Private equity has long made its living turning around distressed companies.

Could the industry revive a struggling college sports league?

The Pac-12 Conference is seeking a $500 million investment from a private equity partner for a 10% stake in the league’s TV network and other commercial assets, according to The Oregonian. A possible deal could reportedly value the new business at between $5 billion and $8.5 billion, per the conference’s plans. It would also include broadcast and sponsorship rights, merchandising, and distribution agreements.

It’s unclear if any formal discussions between the Pac-12 and potential investors have begun.

Embattled Pac-12 commissioner Larry Scott presented the plan to Pac-12 leadership last November, per the report, and if a deal is struck, it could provide the conference’s 12 schools with nearly $42 million apiece. The money is much-needed. The Pac-12 Network has struggled to generate revenue comparable to other Power Five conferences such as the SEC and the Big Ten, the latter of which is set to distribute $15 million-plus more annually to its schools than the Pac-12 currently does to its member institutions.

Why would a PE firm be interested in such a deal?

In 2011, the Pac-12 signed a 12-year television contract with ESPN and Fox worth some $3 billion. The deal expires in 2024 and the upcoming contract could provide a nice cash infusion within a typical five-to-seven-year investment timeline. And an investor wouldn’t have to do much in the meantime other than front the money, since a proposed deal from the Pac-12 would see the conference retain operational control.

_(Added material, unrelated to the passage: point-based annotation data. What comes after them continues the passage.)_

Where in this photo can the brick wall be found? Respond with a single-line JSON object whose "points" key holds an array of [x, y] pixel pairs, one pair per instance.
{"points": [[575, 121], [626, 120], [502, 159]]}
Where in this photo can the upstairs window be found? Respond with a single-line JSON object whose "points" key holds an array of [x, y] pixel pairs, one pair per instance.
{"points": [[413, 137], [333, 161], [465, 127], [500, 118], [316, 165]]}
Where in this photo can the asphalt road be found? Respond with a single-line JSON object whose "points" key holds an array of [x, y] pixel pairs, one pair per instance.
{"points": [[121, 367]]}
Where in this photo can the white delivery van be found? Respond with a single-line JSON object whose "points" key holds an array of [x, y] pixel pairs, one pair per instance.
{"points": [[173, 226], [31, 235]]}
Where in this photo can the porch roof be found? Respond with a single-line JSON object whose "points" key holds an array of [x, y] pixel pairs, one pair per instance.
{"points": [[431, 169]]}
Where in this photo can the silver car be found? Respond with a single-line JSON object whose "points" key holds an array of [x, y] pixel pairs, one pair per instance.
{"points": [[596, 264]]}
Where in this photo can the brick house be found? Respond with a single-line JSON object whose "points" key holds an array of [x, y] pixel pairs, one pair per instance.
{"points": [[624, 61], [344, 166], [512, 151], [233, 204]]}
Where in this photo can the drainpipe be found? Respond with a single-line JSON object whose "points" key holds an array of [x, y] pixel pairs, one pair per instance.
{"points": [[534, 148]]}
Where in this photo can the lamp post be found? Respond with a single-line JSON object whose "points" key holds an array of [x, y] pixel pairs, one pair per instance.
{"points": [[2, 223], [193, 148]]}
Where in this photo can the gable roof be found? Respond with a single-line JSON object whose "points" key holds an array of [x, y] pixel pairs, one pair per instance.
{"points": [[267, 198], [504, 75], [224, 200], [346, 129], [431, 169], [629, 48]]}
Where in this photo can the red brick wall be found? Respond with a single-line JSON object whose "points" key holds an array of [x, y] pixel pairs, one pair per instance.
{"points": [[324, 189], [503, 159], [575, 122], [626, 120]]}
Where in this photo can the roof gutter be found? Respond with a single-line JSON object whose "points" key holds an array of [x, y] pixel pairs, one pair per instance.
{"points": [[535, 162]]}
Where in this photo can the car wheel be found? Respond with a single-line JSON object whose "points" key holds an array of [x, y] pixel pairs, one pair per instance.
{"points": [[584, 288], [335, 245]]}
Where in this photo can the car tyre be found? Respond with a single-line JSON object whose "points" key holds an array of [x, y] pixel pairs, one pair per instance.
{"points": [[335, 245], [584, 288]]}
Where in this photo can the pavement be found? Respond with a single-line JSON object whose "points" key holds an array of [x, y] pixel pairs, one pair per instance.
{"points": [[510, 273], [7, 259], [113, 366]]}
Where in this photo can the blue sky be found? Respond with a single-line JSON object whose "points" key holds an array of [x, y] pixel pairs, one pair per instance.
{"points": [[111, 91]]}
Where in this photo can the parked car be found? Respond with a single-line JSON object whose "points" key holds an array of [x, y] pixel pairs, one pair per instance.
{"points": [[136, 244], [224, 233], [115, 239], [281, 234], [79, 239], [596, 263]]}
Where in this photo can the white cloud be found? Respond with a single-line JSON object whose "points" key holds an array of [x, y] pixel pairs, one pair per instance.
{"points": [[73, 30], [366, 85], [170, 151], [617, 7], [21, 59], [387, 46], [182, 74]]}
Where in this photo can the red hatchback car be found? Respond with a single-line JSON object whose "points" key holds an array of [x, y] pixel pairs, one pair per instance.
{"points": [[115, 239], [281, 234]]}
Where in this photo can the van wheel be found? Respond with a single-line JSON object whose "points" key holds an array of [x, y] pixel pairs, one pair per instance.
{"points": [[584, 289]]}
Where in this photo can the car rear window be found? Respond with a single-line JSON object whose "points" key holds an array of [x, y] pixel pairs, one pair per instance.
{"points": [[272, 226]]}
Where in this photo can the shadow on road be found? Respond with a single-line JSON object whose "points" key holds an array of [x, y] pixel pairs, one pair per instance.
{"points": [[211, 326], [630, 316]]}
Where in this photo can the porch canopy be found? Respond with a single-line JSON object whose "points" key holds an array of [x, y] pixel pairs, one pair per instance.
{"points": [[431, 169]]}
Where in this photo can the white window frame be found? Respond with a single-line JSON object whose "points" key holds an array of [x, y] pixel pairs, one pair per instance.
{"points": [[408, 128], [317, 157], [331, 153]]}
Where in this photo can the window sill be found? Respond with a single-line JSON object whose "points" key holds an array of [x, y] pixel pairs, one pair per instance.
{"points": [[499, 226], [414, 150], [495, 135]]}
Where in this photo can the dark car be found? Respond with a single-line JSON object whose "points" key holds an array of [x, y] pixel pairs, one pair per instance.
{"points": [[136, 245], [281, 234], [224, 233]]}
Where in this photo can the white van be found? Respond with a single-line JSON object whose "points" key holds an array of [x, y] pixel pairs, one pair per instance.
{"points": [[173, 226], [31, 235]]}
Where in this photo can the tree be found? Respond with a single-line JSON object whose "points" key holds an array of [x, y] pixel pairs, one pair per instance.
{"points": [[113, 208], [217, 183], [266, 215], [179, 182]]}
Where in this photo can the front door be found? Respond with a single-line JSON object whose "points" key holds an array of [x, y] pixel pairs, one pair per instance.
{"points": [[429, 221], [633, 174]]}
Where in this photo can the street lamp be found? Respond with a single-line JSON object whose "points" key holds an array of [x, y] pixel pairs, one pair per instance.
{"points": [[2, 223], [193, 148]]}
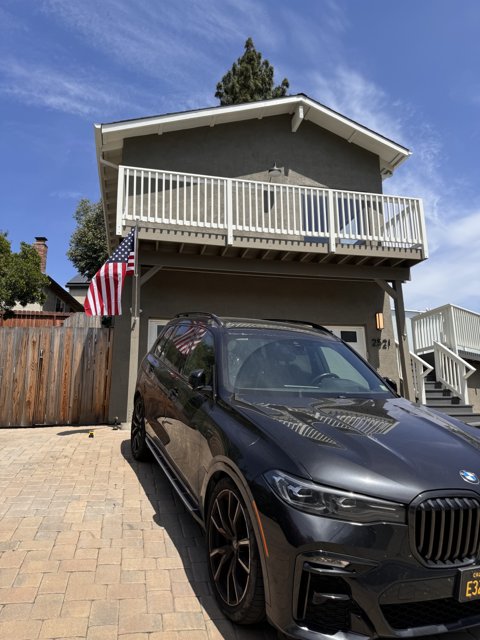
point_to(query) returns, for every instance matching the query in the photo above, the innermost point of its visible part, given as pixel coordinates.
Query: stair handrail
(452, 371)
(420, 370)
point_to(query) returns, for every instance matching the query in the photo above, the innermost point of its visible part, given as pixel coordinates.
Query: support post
(134, 335)
(404, 350)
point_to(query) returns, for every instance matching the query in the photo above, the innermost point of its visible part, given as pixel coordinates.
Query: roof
(78, 281)
(64, 295)
(110, 136)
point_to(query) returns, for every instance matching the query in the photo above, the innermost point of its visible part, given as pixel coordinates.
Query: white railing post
(452, 329)
(332, 237)
(122, 197)
(423, 229)
(229, 212)
(421, 369)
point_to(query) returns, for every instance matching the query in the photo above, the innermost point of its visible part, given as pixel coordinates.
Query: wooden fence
(54, 375)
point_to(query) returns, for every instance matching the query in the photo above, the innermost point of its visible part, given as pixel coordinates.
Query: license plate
(469, 584)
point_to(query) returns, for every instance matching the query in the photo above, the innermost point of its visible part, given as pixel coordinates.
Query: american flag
(104, 297)
(182, 341)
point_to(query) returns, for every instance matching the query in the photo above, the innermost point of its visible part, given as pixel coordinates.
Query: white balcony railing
(240, 208)
(449, 325)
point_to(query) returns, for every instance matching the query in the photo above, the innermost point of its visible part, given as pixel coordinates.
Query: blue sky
(409, 70)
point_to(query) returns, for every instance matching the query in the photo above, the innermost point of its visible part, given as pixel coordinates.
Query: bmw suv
(331, 506)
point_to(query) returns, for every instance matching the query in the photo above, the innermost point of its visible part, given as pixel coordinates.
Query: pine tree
(88, 243)
(21, 279)
(250, 79)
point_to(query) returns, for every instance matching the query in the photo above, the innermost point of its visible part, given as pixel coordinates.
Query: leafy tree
(249, 79)
(21, 279)
(88, 243)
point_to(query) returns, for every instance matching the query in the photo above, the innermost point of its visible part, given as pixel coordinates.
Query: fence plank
(54, 375)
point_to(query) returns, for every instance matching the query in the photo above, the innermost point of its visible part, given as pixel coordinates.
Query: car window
(283, 362)
(178, 345)
(202, 356)
(161, 342)
(339, 366)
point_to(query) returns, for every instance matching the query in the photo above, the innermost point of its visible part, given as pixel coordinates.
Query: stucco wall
(312, 155)
(321, 301)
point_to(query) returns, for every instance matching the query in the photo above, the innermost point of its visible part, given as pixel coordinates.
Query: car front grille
(447, 530)
(431, 612)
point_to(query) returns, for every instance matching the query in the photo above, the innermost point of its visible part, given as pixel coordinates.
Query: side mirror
(391, 384)
(197, 380)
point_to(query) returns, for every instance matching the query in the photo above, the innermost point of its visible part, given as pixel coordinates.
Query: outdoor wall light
(379, 321)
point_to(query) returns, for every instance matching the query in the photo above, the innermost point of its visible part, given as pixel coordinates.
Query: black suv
(330, 504)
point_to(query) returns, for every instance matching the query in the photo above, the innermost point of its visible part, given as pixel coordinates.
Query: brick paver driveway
(94, 545)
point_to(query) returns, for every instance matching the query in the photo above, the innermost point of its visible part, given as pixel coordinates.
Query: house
(268, 209)
(59, 304)
(78, 287)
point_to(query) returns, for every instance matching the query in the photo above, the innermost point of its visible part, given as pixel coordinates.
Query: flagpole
(134, 334)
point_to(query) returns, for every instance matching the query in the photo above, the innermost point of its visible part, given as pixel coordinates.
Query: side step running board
(175, 482)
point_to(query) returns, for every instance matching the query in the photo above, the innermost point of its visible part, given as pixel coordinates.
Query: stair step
(439, 393)
(433, 384)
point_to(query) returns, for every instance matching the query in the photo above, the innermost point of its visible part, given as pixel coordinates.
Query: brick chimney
(40, 245)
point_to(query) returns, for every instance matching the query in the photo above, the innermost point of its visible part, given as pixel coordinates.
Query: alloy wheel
(229, 547)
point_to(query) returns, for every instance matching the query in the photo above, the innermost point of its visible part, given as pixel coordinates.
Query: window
(202, 356)
(178, 346)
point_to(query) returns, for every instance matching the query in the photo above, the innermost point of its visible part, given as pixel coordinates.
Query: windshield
(285, 362)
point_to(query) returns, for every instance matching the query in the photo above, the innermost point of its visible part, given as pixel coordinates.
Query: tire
(233, 557)
(138, 438)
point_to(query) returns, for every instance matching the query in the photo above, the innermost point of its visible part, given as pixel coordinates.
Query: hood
(386, 448)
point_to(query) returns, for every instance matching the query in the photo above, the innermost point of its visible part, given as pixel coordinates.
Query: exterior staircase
(441, 399)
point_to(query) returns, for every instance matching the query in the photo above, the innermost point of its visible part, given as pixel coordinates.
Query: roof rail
(204, 314)
(307, 322)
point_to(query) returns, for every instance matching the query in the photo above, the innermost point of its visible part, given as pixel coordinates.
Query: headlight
(333, 503)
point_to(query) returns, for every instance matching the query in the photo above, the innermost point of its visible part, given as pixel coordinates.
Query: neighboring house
(447, 338)
(78, 287)
(57, 299)
(269, 209)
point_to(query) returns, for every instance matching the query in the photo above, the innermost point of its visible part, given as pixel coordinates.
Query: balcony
(236, 217)
(451, 326)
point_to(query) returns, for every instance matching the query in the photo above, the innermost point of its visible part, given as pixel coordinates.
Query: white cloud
(452, 273)
(64, 194)
(73, 91)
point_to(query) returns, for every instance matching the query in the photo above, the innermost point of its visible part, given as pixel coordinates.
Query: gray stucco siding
(311, 156)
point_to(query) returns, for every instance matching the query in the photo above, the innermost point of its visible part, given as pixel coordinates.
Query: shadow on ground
(185, 540)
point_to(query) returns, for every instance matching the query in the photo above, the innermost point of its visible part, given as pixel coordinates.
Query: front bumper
(332, 578)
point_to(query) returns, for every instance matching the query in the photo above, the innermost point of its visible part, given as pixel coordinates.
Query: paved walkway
(94, 545)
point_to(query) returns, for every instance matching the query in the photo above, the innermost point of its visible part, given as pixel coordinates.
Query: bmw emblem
(469, 476)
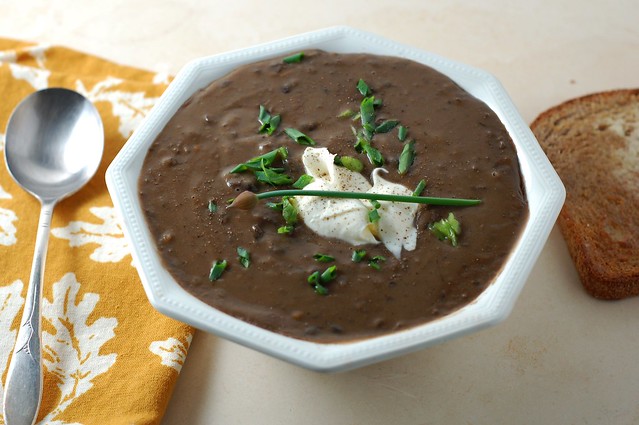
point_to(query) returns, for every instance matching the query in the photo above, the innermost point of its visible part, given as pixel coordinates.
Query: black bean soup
(462, 150)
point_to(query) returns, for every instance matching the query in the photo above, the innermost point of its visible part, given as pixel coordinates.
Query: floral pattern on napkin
(109, 357)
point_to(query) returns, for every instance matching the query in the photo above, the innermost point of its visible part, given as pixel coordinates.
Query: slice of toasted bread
(593, 143)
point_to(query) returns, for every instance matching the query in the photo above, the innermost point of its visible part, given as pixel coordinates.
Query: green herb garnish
(323, 258)
(346, 113)
(358, 255)
(268, 123)
(373, 215)
(420, 187)
(272, 176)
(296, 58)
(386, 126)
(255, 164)
(285, 230)
(363, 88)
(247, 200)
(244, 257)
(349, 163)
(407, 157)
(402, 132)
(303, 181)
(315, 280)
(328, 274)
(367, 111)
(299, 137)
(289, 210)
(446, 229)
(376, 261)
(217, 269)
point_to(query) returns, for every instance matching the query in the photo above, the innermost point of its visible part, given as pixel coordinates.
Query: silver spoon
(53, 146)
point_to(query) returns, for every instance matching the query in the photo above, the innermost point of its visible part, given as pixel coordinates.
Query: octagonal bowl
(544, 190)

But any firm would be attaching itself to a league that’s been criticized for spending too much on its conference headquarters in downtown San Francisco, overseen a raft of high-profile officiating errors in football, and failed to produce a team that reached the College Football Playoff in three of the past four years, plus other controversies. The Pac-12 has responded by hiring FleishmanHillard, a PR agency that specializes in crisis management, again per The Oregonian.

When the conference created its own network following the deal with ESPN and Fox, it touted that the Pac-12 Network was independently owned and thus would get 100% of the proceeds. But that arrangement so far hasn’t been very lucrative. The conference has failed to strike a deal with DirecTV because of a disagreement over media rights, costing the Pac-12 millions and hurting its national exposure. Meanwhile, Scott himself has drawn criticism for his $4.8 million salary, per a USA Today report, which was more than double his Big Ten and SEC peers in 2016.